Another noteworthy product rolled out in front of the analysts was the latest version of Streamwork, SAP’s think-out-of-the-box collaboration tool. The demo I saw was particularly interesting as it included a much-needed “process” template that actually showed how to get a particular collaborative process going. This is big step from the blank-slate methodology that Streamwork started out with: the entire so-called collaborative market will be useless without methods and processes for collaboration, and SAP has wisely started to step up to the plate and show the market how collaboration can be done.
Finally, Peter Lorenz, SAP’s evp for the SME market, articulated the basics of an on-demand strategy that to me makes tremendous sense. The company’s embrace of a hybrid strategy of on-demand and on-premise apps is practical, even if it violates a perceived wisdom about the purity of the on-demand model that I find ignorant of the realities facing most companies today. Similarly, the acknowledgement by Lorenz that SMEs want on-demand to run their businesses without incurring large capital expenses, while large enterprises look to on-demand to deliver innovation at the edges of the core on-premise world, is also a solid basis for a pragmatic strategy that fits the reality of the market today. And for some time to come.

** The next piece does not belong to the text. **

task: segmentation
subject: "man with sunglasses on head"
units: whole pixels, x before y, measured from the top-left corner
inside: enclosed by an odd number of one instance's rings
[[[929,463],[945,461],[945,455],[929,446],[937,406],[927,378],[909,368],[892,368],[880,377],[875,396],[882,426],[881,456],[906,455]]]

All this great technology will be fighting an uphill battle in the market, particularly against the market clout and marketing budgets of Salesforce.com and Microsoft. While parts of the strategy – like the subsidiary focus for ByD – can be done on the cheap, there’s going to have to be a lot of viral buzz generated in order to compensate for the relatively modest budgets that SAP has allocated to this corner of its vast portfolio.
Can SAP on-demand have an impact? I believe so. The company will start off 2011 with a solid competitive story on multiple fronts – including a strong, multi-front on-demand message for SMEs, SAP’s large enterprise customers, CRM buyers, and partners. How the year will end is all in the execution: SAP has taken the field, now we get to see what they can do once they get the ball.
@Josh: qu: you sure it’s top 400 and not Accenture?
Dennis,
I don’t think Accenture has 143K subsidiaries… Seriously, that’s verbatim from my notes…
Josh
I know you normally have great notes. I need to recheck as I have it in mind that I heard this direct from Accenture before the Summit. I’ll make sure I update either way.
@Josh: if I’d reviewed the deck I would have seen you are correct. My bad.